What's Love got to do with it???

People I grew up with are getting married. They are taking the big plunge. The vows, the till death do us apart, the whole deal. And that scares me! I fall in love with way too many people. I feel like I am hogging the scene when it comes to falling in and soon enough out of love. When I look at my parents who have been married for almost 30 years now, I feel elated, because they managed to stand still against all odds. But, when I go out in my world again, I feel like a fool. All the hope vanishes into thin air and what remains, is this over-powering uncertainity. Hope, like Love I think is a useless emotion. I don't mean I don't believe in Love anymore, but does the whole, love lasts forever concept still stand? Or are we just fooling ourselves? Is it really possible to go through 30 years of your life with one partner, who slowly but surely turn into your worst nightmare? I really want monogamy to happen for me, but I am scared that it just might never! I remember joking about this with my friends a couple of years ago. I used to tell them, how I want to marry a couple of times so that the excitement never goes away, but really do we have the strength to do this for the rest of our lives? The meeting for a coffee...the messaging at all odd hours...the subtle and not so subtle flirting....the first kiss...the first fight..and the last fight! Does love slowly turn into compromise...and finally into tolerance? Does the fact that we have been together for too long count at the end of the day, when we can't spend 5 minutes with each other?

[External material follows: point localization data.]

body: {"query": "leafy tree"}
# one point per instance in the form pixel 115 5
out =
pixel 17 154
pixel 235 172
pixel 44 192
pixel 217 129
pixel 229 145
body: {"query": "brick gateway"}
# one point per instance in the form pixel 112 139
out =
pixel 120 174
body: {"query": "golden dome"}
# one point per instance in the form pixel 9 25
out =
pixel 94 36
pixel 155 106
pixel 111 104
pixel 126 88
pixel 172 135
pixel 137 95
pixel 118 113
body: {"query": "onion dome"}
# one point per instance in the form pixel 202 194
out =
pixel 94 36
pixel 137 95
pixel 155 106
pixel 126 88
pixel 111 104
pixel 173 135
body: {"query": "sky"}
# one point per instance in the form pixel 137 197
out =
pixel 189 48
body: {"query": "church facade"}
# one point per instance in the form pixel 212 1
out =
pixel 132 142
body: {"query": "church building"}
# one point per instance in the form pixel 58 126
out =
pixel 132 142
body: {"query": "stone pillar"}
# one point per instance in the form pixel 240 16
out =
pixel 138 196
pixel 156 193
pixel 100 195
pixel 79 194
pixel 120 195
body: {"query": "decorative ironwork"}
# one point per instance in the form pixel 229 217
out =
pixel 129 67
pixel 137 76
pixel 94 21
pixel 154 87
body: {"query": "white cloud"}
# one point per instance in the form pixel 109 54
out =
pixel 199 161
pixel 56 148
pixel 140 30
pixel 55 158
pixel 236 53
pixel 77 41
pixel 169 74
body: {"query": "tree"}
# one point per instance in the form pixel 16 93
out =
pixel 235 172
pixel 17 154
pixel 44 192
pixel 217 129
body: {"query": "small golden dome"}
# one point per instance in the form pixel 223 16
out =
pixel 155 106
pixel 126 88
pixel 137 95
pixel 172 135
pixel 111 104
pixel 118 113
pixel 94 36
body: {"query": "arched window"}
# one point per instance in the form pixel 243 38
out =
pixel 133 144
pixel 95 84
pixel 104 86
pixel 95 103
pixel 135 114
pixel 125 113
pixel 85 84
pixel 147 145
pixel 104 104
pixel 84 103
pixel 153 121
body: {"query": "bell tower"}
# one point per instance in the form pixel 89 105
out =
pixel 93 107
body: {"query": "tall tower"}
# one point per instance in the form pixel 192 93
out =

Or is this just a part of what we have been told is LOVE?
It doesn't take a scientist to discover that love pretty much takes the backseat after a certain point. Then I wonder, what it is that still keeps us together? If only there was some way to know why and how people who are together..are together! Life would have been so simple. With every passing year, you become less perfect and more human. And with the license to vote and drink (not together!), comes the maturity. And with the maturity comes the understanding of the complications of life.
I guess, the fun part is finding all this out on your own. And keeping it to yourself. So that a couple of years later, there will be another love-struck moron with an identity crisis, trying to figure out...What's love got to do with it?!?